Этнография ПВЛ

Повесть временных лет может попасть в поле зрения этнографа не только с точки зрения общепринятых, ученических представлений об этнографических источниках. Как известно, автор Повести, наряду с разного рода византийскими хрониками, использовал фольклорные сюжеты. С другой стороны, Повесть часто характеризуется не просто как исторический источник, но именно как литературный памятник. Именно в качестве памятника средневековой литературы Повесть может быть интересна этнографу, работающему в той области этнографии, которую мы назовем этнографией фольклора. Речь идет о том, литература как таковая возникает из фольклора, т.е. обязана фольклору не только прямыми заимствованиями тех или иных текстов, но всем своим строем. Помимо прочего, это означает, что фольклор не входит в предмет исследования литературоведения. Яйца курицу не учат!
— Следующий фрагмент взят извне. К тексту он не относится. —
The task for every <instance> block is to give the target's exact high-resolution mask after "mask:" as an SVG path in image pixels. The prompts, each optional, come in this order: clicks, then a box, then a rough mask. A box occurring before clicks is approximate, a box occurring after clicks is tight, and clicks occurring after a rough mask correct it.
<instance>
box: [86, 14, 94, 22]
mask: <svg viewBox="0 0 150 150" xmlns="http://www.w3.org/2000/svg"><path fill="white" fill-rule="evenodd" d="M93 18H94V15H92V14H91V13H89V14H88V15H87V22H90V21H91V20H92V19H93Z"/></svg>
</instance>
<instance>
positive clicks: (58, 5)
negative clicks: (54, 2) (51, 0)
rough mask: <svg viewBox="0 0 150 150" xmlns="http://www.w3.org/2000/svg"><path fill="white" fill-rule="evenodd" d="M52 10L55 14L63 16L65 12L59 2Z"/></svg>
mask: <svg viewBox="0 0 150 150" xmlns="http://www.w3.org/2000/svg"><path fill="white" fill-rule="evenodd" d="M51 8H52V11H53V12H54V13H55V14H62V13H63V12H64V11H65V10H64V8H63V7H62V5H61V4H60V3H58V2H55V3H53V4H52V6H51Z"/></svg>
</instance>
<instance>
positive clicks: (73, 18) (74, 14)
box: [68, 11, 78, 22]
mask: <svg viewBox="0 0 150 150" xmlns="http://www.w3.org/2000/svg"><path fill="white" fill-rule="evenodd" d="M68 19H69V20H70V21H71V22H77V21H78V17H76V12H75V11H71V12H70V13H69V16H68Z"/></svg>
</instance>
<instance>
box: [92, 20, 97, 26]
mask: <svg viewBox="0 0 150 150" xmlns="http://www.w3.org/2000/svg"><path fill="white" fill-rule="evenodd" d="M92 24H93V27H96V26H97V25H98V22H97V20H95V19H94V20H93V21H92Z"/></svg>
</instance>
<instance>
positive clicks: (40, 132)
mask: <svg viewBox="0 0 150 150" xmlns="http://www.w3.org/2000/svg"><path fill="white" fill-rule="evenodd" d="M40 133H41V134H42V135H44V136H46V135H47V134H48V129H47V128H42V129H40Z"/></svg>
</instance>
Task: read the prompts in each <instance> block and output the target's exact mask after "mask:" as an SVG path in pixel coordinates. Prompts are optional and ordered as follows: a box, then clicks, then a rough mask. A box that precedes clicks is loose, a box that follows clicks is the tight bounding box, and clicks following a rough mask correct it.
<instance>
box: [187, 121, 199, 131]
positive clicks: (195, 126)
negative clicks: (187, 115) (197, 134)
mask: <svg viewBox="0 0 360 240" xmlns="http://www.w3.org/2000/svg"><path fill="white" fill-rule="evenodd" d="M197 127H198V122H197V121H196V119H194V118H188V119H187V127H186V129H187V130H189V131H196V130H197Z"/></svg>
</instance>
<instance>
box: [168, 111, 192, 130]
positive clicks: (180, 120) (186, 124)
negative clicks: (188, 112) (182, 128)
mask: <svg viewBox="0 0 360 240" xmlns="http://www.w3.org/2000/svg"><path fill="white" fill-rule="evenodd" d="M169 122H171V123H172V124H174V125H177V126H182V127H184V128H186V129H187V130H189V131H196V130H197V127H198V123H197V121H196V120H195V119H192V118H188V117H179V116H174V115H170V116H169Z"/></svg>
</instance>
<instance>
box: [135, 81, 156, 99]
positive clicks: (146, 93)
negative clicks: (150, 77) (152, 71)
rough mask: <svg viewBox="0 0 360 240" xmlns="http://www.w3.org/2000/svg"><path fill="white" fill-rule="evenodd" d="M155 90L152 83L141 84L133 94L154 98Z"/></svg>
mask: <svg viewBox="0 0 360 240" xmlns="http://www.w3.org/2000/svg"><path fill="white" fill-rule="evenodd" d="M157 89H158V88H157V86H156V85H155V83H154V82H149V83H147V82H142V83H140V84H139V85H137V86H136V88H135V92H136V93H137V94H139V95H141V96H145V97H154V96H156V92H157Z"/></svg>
Конечно, ставя вопрос таким образом, мы выступаем уже не в роли исследователей фольклора, а в роли историков литературы. Поэтому, чтобы остаться на своих позициях, мы должны сосредоточиться на тех фольклорных клише или трафаретах, которые автор Повести использовал, чтобы в яркой форме донести до потомков реальные исторические события или те события, которые он принимал (вариант: пытался выдать) за реальные. Через установление таких клише (сюжетов, мотивов, образов), кстати говоря, можно понять, в чем состояло описываемое событие. Правда, в этом случае мы превращаемся в историков.

Где-то между двумя этими крайностями находится этнография ПВЛ, имея в виду не только Повесть временных лет, но эпоху ее создания в целом, куда можно включить вместе с летописными сведениями также сведения, которые происходят из берестяных грамот или граффити.

Впрочем, надо признаться, первоначально автора этих строк в историю древней Руси привела загадка места рождения сказочного образа Кощея Бессмертного (см.: Белков П.Л. Об одном образе индийской волшебной сказки (мотив как текст) // Радловский сборник. Научные исследования и музейные проекты МАЭ РАН в 2015 г. СПб., 2016. С.9-18).